Snow, unsurprisingly, forms in clouds. Within a snow cloud, there are suspended droplets of super cooled water (water which is still liquid below its freezing point), these droplets move around randomly until by chance they arrange themselves into the structure of an ice crystal. Once they are correctly aligned, bonds can form between the atoms and the molecules combine to become an ice crystal. The growing ice crystal forms in a hexagonal shape, the standard crystal structure (lattice) of ice, this form is called Iceh. Ice’s hexagonal lattice is made by the hydrogen atoms forming hydrogen bonds with the oxygen atoms of other water molecules. These bonds form as the Hydrogen atoms have a slight positive charge while the Oxygen atoms have a slight negative charge, Hydrogen bonds are relatively weak, and thus they can provide structure to the crystal but not much strength. This crystal structure is loosely packed and, as a result, ice is less dense than water, which is why ice-cubes float in our drinks and icebergs float in the sea.

#### Forming the Crystals

Although ice crystals can from on their own (homogeneously), it is far more common for the crystal to form on another substance such a piece of dust. The process of forming a crystal is called nucleation. Once the seed (initial) crystal forms, more water molecules join onto the outer surface of the lattice and the crystal grows into a snowflake. This is possible because the air around the snowflake is supersaturated, it has more water in it than it can hold, and thus the water comes out of the air and onto the snowflake. Although scientists know that this happens, the mechanism by which the dust causes nucleation is still unclear.

#### Taking Shape

The dust which seeds most snowflakes and the atmospheric conditions produces the wonderful variety of snowflakes observed in nature. The hexagonal structure of normal ice crystals means that as a snowflake grows, it also forms a hexagonal shape. Snowflakes can be divided into six main shape types; plate, star, column, needle, dendrite (lacy) and capped column, these can be seen in the chart along with some of the more common variants. However, the vast majority of snowflakes are asymmetrical, due to damage or stunted growth, and usually form only part of the full shape. At very low temperatures snowflakes are relatively simple in design; normally rod or needle shaped, and produce a fine and powdery snow. At temperatures much closer to freezing point (0°C), snowflakes are much larger and complex, forming shapes such as the star type. In rare circumstances at -2°C triangular snowflakes can form, this is due to an unusual ice crystal forming known as IceC. This type of ice is meta-stable, it can only exist in specific conditions.

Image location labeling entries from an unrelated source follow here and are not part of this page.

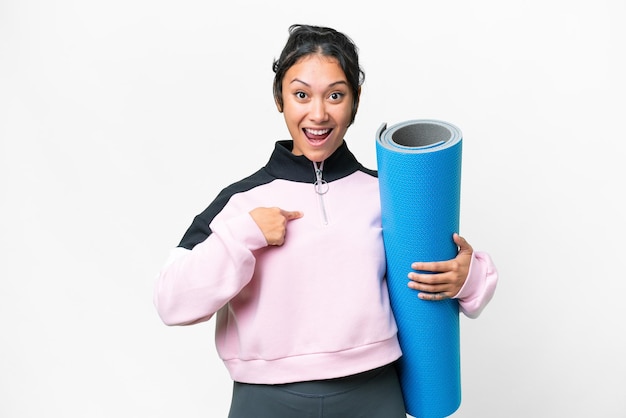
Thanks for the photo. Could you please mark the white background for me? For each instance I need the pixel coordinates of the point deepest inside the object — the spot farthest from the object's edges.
(120, 120)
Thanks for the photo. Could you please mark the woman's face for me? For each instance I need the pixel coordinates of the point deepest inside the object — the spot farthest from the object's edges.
(317, 106)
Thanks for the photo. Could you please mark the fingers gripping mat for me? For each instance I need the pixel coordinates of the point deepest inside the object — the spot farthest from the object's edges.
(419, 170)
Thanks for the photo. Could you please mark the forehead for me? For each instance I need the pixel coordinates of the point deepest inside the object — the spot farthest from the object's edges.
(315, 68)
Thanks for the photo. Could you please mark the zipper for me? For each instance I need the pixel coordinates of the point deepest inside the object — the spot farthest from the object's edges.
(321, 187)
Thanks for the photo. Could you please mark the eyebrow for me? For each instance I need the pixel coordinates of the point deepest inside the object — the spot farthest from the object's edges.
(308, 85)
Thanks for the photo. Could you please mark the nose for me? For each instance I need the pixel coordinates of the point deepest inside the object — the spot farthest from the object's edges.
(318, 111)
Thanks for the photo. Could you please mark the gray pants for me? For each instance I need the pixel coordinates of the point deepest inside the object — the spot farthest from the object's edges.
(373, 394)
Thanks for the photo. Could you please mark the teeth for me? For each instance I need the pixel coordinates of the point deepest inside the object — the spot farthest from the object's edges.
(318, 131)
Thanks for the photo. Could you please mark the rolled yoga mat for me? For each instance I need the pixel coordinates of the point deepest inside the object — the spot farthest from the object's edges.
(419, 170)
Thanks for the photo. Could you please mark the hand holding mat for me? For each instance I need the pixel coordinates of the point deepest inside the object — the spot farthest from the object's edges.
(419, 170)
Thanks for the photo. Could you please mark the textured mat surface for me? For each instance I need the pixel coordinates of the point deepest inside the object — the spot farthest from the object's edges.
(419, 169)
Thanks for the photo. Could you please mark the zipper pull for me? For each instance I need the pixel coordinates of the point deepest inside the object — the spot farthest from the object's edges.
(320, 185)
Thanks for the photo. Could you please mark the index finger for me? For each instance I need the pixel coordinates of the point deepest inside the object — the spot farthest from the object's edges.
(431, 266)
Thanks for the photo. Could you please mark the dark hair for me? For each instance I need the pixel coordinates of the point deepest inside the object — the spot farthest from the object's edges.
(306, 40)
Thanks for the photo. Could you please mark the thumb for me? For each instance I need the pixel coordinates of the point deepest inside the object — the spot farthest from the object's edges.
(291, 214)
(462, 243)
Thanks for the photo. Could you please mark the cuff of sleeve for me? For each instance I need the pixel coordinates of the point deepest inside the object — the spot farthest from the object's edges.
(479, 286)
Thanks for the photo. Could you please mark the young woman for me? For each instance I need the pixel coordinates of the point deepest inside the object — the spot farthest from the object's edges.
(291, 259)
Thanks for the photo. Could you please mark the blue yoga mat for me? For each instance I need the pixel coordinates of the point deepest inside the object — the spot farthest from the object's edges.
(419, 170)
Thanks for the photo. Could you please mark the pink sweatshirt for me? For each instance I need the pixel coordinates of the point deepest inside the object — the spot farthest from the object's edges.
(316, 307)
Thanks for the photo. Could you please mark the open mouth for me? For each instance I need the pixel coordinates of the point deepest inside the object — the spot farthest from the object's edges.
(316, 135)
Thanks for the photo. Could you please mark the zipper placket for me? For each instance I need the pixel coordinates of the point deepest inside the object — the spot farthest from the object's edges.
(321, 187)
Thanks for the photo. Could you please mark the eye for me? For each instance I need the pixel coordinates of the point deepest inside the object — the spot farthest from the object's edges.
(336, 96)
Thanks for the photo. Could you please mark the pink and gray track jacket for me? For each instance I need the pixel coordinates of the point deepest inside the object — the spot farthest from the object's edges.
(316, 307)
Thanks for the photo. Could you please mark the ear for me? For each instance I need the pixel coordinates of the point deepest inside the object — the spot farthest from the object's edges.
(278, 106)
(358, 100)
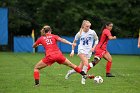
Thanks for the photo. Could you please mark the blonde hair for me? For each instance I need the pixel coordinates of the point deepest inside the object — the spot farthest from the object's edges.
(81, 28)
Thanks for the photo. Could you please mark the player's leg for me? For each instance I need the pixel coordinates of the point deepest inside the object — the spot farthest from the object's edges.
(72, 71)
(98, 55)
(37, 67)
(108, 57)
(85, 65)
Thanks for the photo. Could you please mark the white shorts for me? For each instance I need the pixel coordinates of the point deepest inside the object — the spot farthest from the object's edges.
(87, 53)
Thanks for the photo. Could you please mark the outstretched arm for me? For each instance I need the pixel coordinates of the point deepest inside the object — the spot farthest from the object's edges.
(73, 47)
(112, 37)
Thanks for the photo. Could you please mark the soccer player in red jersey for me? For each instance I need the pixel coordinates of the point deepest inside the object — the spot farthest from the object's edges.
(101, 48)
(53, 53)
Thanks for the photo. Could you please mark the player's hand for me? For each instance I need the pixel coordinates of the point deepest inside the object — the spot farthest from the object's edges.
(114, 37)
(92, 49)
(74, 44)
(72, 53)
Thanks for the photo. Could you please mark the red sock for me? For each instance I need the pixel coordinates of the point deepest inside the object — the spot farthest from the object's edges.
(88, 68)
(36, 75)
(77, 69)
(108, 67)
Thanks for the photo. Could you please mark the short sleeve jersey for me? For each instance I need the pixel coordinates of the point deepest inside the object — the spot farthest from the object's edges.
(86, 39)
(49, 42)
(104, 39)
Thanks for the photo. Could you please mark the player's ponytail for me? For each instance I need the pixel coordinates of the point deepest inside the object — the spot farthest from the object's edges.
(81, 28)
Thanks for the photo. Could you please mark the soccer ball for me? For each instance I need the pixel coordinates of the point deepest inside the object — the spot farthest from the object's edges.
(98, 79)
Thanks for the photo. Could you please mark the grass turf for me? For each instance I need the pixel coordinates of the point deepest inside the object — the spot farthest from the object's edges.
(16, 75)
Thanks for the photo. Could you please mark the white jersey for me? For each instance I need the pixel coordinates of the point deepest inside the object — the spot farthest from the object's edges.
(86, 41)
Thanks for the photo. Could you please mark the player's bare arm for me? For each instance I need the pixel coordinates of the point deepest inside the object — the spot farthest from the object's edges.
(112, 37)
(73, 47)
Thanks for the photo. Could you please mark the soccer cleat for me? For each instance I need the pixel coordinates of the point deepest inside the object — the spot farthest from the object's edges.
(109, 75)
(90, 76)
(83, 80)
(68, 75)
(36, 85)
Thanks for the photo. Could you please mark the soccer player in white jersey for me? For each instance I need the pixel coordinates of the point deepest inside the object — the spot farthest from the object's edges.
(85, 48)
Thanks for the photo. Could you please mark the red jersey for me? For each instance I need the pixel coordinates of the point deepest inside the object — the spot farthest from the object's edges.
(49, 42)
(104, 39)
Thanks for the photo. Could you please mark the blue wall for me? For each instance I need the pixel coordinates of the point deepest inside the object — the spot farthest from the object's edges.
(3, 26)
(118, 46)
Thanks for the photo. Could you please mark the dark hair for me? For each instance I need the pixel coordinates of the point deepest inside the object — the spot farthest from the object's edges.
(47, 29)
(106, 24)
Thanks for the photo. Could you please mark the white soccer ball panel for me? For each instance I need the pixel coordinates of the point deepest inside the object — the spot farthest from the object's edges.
(98, 79)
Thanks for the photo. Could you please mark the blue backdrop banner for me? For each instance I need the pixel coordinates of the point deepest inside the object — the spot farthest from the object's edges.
(3, 26)
(118, 46)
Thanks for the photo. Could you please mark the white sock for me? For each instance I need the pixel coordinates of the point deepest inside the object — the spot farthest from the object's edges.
(90, 64)
(72, 71)
(85, 69)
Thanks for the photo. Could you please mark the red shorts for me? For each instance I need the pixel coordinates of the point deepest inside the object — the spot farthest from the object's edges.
(57, 57)
(100, 52)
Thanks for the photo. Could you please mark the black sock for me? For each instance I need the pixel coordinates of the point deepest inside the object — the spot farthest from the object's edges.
(82, 73)
(36, 81)
(94, 61)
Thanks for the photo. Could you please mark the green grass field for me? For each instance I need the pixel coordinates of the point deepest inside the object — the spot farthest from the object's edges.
(16, 75)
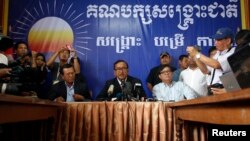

Snowflakes formed in the same conditions are virtually identical, and despite the popular urban myth that each snowflake is unique, in 1998 identical snowflakes were found in Wisconsin. If the conditions remain right, the snowflake can continue to grow indefinitely, indeed the largest snowflake recorded was in Montana in 1887 and was 38 cm across and 20 cm wide.

#### On the Ground

Most snowflakes that reach the ground are aggregates, many individual crystals have collided as the snow falls and clumped together to form a larger snowflake. The precise mechanism of aggregation is still unknown. Aggregation results in the fluffy snowflakes we experienced last week.

The different types of snowflake result in different types of snow cover on the ground. For making snowmen and snowballs 0°C is the perfect temperature, this is due to both the large and complex shape snowflakes have at these temperatures and the fact that when compressed moisture bonds the structure together allowing the snowball to hold its shape. At lower temperatures the small and simple structure coupled with the lack of moisture results in the powder snow, which is so popular with the skiers and snowboarders among us at Warwick.

For snow to stay on the ground for prolonged periods of time the ground temperature must be low enough to stop the snow from melting, the ground heats and cools very slowly, so snow usually requires several sub-zero days before it will settle. Once it has settled the air temperature must also remain low. Usually in the UK the temperature is just above 0°C in the day and below at night, this causes the snow to melt slightly during the day and then refreeze at night leaving an icy layer onto of the snow. This icy layer is very slippery, it is believed to be because the water molecules in contact with the air do not bond properly with the rest of the ice lattice, thus they are able to move more freely over the surface of the ice. This low friction layer is what makes it so easy to slip on ice.